The Handmaiden (Park Chan-wook, 2016)

Una habitación cerrada, protegida del mundo por la frágil barrera de un biombo. Los sonidos atenuados por el efímero santuario que ofrecen las sábanas de algodón. Miradas que se encuentran de manera furtiva en el reflejo de un espejo. Una bañera tibia que huele a flores, a caramelo, a deseo. The Handmaiden, del director coreano Park Chan-wook, es un film que explora la sugerencia y la evocación como mecanismos de creación de significados. Mintiéndose fiel a su poética, el director explora los aspecto violentos y la perversión que existe en la belleza. “Ladies are the dolls of the maids. All these buttons are there for my amusement”, se dice una de las protagonistas, mientras libera el sendero de botones que recorre la espalda de su patrona; pero, ¿quién juega realmente con quién? La doncella que se deleita con los pliegues de encaje que decoran los vestidos de su dama o aquella otra que, en su posición de elevada elegancia, acaricia, con la mirada y finos guantes, la espalda de quien le rinde sus atenciones. A través de sugerentes encuadres y la creación de atmósferas húmedas, la narrativa de The Handmaiden es una exploración al espacio íntimo, a la alcoba, al cuarto de baño, como el único lugar donde se puede ser verdaderamente libre.

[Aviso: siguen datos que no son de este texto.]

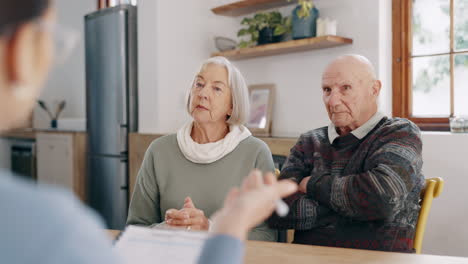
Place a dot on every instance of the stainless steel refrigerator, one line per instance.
(111, 106)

Asimismo, a través de un intrincado juego de apariencias, el film envuelve al espectador en una dinámica en el que el engañador resulta engañado y el, en apariencia, más inocente, crea la mejor danza de máscaras. En este sentido, el film replantea su propio argumento, volviendo sobre sus pasos, para exponer una escena, una conversación, incluso una imagen, desde otro punto de vista y con ello, dotar al film de una serie de significados que se sobreponen, como las capas de tela de un traje decimonónico, para crear una estilizada unidad. Derivado de su especial atención al detalle, el film posee también referencias, de manera explícita o bien, por medio sutiles guiños, a las ukiyo-e, las imágenes del mundo flotante que formaron parte del imaginario popular japonés durante el siglo XVIII y XIX, así como de la literatura del Marqués de Sade. Sin embargo, The Handmaiden descubre también las distintas formas de transgresión e invita a replantear cómo se expresa y representa el deseo. Ya sea desde la mirada de aquel que observa desde la lejanía de su asiento, aquella que dibuja el trazo de su tacto sobre la piel de quien ama y aquel otro que sólo puede sonreír en silencio.